Londra è la nuova capitale del jazz. Una capitale giovane e multietnica che non si piega all’idea di Brexit e chiusura delle frontiere, ma trova la sua identità nell’idea di contaminazione, tanto sonora quanto musicale. Non a caso, la nuova, celebratissima, scena jazz londinese è nata nei club, grazie a serate di musica live dove musicisti si alternavano con serenità a rapper e dj set. Tuttavia, è possibile che non avremmo sentito parlare della nuova scena jazz di Londra senza l’intervento accorto di alcune associazioni ed etichette, che hanno saputo come trasformare un fenomeno spontaneo in un progetto più strutturato. È allora anche grazie ad artisti giovani e straordinari, come Shabaka Hutchings e Nubya Garcia, che a realtà come Tomorrow’s Warriors e la Bronwswood Records, se nel 2020 si parla di jazz come di un genere popolare e cool. Ma quand’è che precisamente il jazz è tornato ad essere materia pop? Che c’entra l’hip hop in tutto questo? Ne parliamo, per restare in tema di giovani talenti, con Giulio Pecci, che ha pubblicato un bellissimo articolo sul Tascabile dedicato al jazz londinese.

Partiamo dal Ritratto di gruppo della nuova scena jazz londinese che hai scritto per il Tascabile. Com’è nata l’idea dell’articolo? Perché hai voluto approfondire questo tema in particolare?

Il primo incontro “consapevole” con la scena è stato forse l’album “Black Focus” dell’ormai sciolto duo Yussef Kamaal; da lì ho iniziato ad intuire la presenza di un movimento che non conoscevo. Quando ho iniziato ad esplorarlo sono stato letteralmente travolto da una quantità incredibile di materiale, a volte con poche centinaia di ascolti sulle piattaforme di streaming, ma comunque di grande qualità.

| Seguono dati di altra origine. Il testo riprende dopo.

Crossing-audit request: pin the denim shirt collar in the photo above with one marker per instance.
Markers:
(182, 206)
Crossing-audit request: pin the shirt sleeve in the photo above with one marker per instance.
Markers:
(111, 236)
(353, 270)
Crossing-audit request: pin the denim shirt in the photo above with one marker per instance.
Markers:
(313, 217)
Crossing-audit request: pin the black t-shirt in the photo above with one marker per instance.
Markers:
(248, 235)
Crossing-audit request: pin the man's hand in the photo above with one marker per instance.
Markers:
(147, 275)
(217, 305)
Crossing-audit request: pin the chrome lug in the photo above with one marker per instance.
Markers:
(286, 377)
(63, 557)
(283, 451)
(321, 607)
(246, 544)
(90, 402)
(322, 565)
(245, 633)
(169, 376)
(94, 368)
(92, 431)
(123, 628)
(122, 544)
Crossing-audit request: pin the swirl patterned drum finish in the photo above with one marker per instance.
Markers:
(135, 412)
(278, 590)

Iniziando a riconoscere un suono, e soprattutto un ritmo, comune alla maggior parte di questi artisti (e una rete di professionisti del settore che va oltre i musicisti stessi) ho iniziato a tracciare un percorso che oltrepassa la musica pur rimanendovi sempre ancorato; da lì quindi l’esplorazione dell’eredità culturale coloniale, del tessuto socio-economico londinese e tanto altro ancora. È stato un articolo molto complesso che mi ha cambiato professionalmente e forse umanamente, consumandomi per mesi. Mi ha comunque fornito alcune certezze e una spinta in avanti verso gli argomenti che, già lo erano, ma oggi sono veramente e più consciamente il mio pane quotidiano. Il ringraziamento per la fiducia concessami nel trattare l’argomento esattamente nel modo in cui volevo farlo va tutto all’eccezionale redazione de Il Tascabile.

In che momento, secondo te, il jazz è tornato a far parlare di sé come argomento mainstream? Nel 2014 c’è stata la “rinascita”, un po’ in sordina tra l’altro, della mitica Impulse!, poi nel 2015 sono usciti “To Pimp A Butterfly” di Kendrick Lamar e “The Epic” di Kamasi Washington: è qui che il jazz è tornato ad essere materia pop?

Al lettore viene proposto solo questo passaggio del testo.